La cultura del risentimento
«Il mondo contemporaneo è pervaso da una forte “cultura del risentimento“, di cui la destra si fa interprete – Aggiunge Fassa – Questo risentimento è alimentato da chi si sente escluso dai processi di modernizzazione e da giovani senza lavoro o sfiduciati. Queste masse di esclusi provano un enorme rancore nei confronti di un’élite dirigente progressista percepita come nemica».
La crisi è aggravata dalla trasformazione dei partiti tradizionali: «Il Partito Comunista Italiano, un tempo, fungeva da cinghia di trasmissione tra le istituzioni e la società, esercitando una pedagogia popolare che spiegava le decisioni alla base. Questa funzione è venuta meno, specialmente dopo la trasformazione da PCI a PDS. Le conseguenze sono state la nascita di populismi pericolosi e partiti autoreferenziali, dove i politici non spiegano più le problematiche complesse o, peggio, accusano il popolo di “sbagliare a votare”».
Il coraggio dell’impopolarità
Di fronte a questo quadro, qual è la via d’uscita?
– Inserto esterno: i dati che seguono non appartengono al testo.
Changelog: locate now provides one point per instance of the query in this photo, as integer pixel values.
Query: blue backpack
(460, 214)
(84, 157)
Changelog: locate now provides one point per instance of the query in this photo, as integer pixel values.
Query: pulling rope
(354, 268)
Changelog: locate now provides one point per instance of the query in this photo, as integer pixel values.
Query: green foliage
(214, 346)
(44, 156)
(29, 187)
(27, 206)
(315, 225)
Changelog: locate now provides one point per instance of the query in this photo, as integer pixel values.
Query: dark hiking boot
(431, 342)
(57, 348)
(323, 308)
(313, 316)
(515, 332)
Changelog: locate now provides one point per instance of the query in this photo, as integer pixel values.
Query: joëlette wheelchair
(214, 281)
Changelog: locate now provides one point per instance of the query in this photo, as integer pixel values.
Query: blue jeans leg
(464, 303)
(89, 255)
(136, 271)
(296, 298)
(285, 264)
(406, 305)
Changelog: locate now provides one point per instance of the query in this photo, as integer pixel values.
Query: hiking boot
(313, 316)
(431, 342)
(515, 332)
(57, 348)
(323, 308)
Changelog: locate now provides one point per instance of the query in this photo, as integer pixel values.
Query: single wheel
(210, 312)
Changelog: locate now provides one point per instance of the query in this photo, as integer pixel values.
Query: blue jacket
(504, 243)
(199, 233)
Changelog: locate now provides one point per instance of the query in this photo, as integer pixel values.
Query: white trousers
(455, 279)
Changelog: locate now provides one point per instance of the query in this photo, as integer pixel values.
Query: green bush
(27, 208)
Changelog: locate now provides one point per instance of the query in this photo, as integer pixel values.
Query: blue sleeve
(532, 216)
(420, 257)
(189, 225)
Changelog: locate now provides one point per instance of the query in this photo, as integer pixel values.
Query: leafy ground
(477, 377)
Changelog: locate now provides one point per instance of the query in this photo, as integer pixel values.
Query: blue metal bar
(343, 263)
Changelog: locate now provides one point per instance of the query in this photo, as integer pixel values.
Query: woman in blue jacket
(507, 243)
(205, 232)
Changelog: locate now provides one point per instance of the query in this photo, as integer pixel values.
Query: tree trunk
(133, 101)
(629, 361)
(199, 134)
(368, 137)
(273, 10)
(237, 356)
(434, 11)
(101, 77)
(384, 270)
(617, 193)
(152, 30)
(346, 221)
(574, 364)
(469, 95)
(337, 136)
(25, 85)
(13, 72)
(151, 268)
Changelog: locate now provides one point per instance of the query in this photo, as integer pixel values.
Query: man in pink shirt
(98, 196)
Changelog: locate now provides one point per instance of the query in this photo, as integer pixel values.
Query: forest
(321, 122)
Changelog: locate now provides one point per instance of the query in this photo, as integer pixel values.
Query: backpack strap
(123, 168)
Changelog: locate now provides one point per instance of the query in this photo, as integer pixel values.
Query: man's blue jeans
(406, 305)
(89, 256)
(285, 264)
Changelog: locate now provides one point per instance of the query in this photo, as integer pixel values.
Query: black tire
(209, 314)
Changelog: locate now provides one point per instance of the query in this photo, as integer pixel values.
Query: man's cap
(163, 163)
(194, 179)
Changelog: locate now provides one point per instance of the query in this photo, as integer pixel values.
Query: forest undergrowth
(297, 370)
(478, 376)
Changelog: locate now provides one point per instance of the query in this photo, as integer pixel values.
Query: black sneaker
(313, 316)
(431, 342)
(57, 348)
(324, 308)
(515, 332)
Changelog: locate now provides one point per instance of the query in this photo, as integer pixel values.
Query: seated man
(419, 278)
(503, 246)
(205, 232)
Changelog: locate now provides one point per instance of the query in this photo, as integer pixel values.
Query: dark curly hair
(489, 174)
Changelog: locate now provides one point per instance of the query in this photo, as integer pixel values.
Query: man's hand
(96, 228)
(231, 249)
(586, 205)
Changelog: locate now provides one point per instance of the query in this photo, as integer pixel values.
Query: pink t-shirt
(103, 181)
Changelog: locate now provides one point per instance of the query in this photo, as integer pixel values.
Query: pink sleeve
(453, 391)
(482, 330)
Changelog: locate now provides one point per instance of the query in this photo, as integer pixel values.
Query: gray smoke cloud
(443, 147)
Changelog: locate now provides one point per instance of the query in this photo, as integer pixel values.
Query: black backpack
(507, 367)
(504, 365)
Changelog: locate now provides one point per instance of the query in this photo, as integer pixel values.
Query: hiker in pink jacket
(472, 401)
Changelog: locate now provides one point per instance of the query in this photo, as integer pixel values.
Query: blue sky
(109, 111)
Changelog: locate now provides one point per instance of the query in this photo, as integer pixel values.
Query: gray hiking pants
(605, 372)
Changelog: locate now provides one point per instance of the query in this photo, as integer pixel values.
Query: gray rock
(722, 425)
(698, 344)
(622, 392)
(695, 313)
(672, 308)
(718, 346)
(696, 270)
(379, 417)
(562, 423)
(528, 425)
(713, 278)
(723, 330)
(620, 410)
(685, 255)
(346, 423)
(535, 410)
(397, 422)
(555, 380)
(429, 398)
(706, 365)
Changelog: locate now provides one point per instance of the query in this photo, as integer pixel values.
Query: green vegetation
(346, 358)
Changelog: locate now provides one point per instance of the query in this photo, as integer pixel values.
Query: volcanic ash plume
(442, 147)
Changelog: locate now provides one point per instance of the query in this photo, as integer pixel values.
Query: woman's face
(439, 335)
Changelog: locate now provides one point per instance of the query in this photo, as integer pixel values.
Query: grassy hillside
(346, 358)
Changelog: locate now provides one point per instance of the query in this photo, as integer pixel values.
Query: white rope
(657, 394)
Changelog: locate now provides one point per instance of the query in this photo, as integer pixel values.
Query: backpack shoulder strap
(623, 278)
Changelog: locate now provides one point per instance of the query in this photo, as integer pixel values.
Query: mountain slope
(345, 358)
Fassa indica la necessità di «Agire non conformemente alle regole del gioco della classe politica, con il “coraggio dell’impopolarità fin dall’inizio” e la disponibilità ad affrontare “marce nel deserto lunghe”. Perchè è fondamentale dire la verità agli elettori, anche su questioni scomode come l’insostenibilità del sistema pensionistico, trattando i cittadini come persone intelligenti».
Così, per modificare le cose a medio-lungo termine «Servirebbe un “movimento rivoluzionario“, paradossalmente “estremista di centro“, disposto a non ottenere risultati immediati». Un vero paradosso, o forse addirittura un ossimoro, per districarsi in una situazione che non sembra avere una via di uscita “normale”.